Schweizer Bischöfe streiten über Missbrauch und Homosexualität Ein Thema mit zwei Sichtweisen

In der Schweiz ist man sich nicht einig: Unter den Bischöfen des Landes gibt es derzeit einen offen ausgetragenen Streit über die Frage nach einem Zusammenhang zwischen Homosexualität und sexuellen Übergriffen durch Priester.

Der Churer Weihbischof Marian Eleganti forderte am Mittwoch in einer schriftlichen Erklärung, dass Homosexuelle nicht zum Priester geweiht werden dürften. Die Schweizer Bischofskonferenz will bei ihrer Vollversammlung in Sankt Gallen neue Zahlen zum Ausmaß sexuellen Missbrauchs in der katholischen Kirche vorlegen sowie Richtlinien zu dessen Bekämpfung beschließen.

Eleganti erklärte, auch Kirchenverantwortliche in der Schweiz betrieben "Vertuschung", wenn sie verschwiegen, dass es sich in der Kirche "erwiesenermaßen vorwiegend um homosexuelle Täter" handele.

Klerikalismus spielt eine Rolle

Gewiss spiele auch Klerikalismus eine Rolle, also eine Priesterfixierung der Kirche und damit ein Machtgefälle zwischen Tätern und Opfern. Internationale Untersuchungen zeigten jedoch, so der Weihbischof, dass die Täter zumeist Schwule seien: "Wer immer diese Tatsache öffentlich ausspricht, wird diffamiert und als homophob psychopathologisiert."

Eleganti bezieht sich unter anderem auf den sogenannten Jay Report aus den USA. Demnach waren in einem Zeitraum von 60 Jahren mehr als 80 Prozent der Opfer sexueller Übergriffe in der Kirche männlich.

Elegantis Schluss, dass bei einem Übergriff auf Jungen und Männer die Täter zwingend homosexuell sind, ist umstritten. Wissenschaftler führen auch ins Feld, dass Priester früher kaum mit Mädchen und jungen Frauen in Kontakt kamen, sondern vor allem mit jungen Männern.

Öffentliches Eingeständnis gefordert

Der Churer Weihbischof fordert ein "öffentliches Eingeständnis, dass wir es im Klerus der Kirche seit Jahrzehnten mehrheitlich mit homosexuellen Straftätern zu tun" hätten. Es helfe "bei allem Respekt gegenüber homosexuell veranlagten Menschen" nicht weiter, die Augen vor "Fakten zu verschließen".
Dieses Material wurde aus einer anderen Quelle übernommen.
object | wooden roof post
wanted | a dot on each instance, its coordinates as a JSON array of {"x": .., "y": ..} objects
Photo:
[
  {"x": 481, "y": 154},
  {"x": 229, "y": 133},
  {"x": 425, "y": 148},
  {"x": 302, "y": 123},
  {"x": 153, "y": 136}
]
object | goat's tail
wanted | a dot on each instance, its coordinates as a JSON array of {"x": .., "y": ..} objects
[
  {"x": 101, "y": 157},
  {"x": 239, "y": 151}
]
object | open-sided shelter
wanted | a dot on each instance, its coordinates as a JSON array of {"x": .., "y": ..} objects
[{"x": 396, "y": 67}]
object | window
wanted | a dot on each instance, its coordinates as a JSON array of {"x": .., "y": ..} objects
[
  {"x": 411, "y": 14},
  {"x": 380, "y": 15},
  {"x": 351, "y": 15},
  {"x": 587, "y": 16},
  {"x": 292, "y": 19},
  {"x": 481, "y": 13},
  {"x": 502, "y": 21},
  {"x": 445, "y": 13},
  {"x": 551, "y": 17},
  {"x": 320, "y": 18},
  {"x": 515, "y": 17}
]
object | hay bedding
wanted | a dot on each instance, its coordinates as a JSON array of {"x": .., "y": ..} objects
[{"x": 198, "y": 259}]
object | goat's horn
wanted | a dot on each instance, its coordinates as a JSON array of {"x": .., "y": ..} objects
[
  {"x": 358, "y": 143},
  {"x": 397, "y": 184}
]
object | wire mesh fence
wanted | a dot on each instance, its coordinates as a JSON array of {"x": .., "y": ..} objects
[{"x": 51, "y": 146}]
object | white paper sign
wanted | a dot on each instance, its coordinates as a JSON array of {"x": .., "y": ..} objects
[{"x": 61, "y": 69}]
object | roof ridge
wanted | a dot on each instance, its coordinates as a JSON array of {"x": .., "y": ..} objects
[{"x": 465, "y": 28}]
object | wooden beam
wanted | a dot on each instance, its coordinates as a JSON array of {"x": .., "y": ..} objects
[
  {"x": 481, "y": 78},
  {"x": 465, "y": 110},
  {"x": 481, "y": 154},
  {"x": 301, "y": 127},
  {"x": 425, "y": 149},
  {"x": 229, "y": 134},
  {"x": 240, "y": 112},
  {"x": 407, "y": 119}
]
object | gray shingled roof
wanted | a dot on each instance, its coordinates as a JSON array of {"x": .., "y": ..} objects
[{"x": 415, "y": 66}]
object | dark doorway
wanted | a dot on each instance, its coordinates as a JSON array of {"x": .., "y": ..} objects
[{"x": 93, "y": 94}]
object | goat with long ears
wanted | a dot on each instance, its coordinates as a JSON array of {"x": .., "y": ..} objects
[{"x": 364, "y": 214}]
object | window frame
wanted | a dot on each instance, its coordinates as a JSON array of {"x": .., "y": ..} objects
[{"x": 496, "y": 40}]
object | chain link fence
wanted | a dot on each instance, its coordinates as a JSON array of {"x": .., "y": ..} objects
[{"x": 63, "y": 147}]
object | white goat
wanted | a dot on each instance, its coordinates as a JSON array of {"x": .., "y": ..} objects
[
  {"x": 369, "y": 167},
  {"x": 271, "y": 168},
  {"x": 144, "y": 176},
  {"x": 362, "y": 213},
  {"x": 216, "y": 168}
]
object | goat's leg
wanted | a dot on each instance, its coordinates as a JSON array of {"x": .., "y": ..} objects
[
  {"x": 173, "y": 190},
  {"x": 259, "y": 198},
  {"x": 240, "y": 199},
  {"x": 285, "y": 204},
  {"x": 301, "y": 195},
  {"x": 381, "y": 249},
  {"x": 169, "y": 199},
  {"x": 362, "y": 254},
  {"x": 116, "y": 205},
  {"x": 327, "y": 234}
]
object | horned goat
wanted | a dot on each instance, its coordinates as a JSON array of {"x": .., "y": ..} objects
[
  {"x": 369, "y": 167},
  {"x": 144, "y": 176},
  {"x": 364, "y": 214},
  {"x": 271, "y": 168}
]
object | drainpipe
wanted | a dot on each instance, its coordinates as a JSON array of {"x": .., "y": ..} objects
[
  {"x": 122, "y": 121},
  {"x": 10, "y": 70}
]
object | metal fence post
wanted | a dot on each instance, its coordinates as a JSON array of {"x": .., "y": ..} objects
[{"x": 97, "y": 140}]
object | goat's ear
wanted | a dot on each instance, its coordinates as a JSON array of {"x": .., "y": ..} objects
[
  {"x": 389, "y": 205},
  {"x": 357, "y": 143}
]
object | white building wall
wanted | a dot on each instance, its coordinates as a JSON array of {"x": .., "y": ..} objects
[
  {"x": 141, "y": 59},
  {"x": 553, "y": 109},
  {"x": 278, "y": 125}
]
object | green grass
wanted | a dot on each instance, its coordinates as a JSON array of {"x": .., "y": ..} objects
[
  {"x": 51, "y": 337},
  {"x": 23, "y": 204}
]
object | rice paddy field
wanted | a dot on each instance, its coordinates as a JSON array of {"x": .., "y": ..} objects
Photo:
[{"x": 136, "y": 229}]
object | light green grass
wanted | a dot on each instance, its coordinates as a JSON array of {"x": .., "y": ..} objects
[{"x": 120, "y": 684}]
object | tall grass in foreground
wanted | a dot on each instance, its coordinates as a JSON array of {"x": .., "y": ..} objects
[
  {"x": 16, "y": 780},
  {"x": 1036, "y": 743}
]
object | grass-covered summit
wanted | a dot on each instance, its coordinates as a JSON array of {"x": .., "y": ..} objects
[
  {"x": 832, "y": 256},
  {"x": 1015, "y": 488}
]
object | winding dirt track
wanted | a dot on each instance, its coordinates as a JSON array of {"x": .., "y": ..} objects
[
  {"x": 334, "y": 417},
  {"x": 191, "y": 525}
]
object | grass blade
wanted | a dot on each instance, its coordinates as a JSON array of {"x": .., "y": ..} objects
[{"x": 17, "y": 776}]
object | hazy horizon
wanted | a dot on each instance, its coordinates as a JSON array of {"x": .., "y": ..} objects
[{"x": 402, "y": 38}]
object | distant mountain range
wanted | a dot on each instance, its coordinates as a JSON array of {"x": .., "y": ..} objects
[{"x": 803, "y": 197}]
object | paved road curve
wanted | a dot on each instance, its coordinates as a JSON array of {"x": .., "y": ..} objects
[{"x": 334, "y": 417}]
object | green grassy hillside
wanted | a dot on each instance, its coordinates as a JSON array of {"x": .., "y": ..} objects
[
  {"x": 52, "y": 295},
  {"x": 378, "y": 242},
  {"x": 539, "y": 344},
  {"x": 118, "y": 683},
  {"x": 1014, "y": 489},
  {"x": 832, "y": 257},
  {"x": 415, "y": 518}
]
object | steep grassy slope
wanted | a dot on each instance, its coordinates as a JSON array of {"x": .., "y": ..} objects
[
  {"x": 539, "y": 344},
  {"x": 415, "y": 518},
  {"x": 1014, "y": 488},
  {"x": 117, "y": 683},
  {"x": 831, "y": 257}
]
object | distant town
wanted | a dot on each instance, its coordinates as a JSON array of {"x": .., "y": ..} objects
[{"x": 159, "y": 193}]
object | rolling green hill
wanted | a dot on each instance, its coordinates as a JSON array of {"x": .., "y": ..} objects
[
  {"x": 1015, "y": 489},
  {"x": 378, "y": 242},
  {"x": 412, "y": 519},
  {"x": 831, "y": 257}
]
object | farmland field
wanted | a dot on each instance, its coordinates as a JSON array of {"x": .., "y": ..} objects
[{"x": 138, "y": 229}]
Es sei an der Zeit, Maßnahmen zu treffen, um eine bereits 2005 von Papst Benedikt XVI. gegebene und von Franziskus 2016 erneuerte Weisung umzusetzen. Aktive Homosexuelle sowie Männer, die "tiefsitzende homosexuelle Tendenzen" haben oder "homosexuelle Kultur" unterstützen, sollten nicht ins Priesterseminar aufgenommen werden.

Eleganti hatte bereits vor einer Woche in einem Interview einen Zusammenhang zwischen sexuellen Missbräuchen und Homosexualität von Priestern hergestellt. Es brauche "eine neue Nüchternheit, bevor wir einfach die Homosexualität als eine ebenso wertvolle Variante der Schöpfung anschauen wie die heterosexuelle Ehe".

Dem widersprachen die Bischöfe von Basel und Sankt Gallen, Felix Gmür und Markus Büchel. Elegantis Äußerungen seien "das Gegenteil von seriösen Anstrengungen, künftig sexuelle Übergriffe zu verhindern", hieß es in einer gemeinsamen Erklärung. Vor allem verletzten sie "homosexuelle Menschen in ihrer Würde". Der Kanzler des Bistums Sankt Gallen, Claudius Luterbacher, erklärte, wer eine Verbindung zwischen Homosexualität und Missbrauch herstelle, lenke vom Thema ab. Es gehe "um Machtmissbrauch - und nicht um Homosexualität".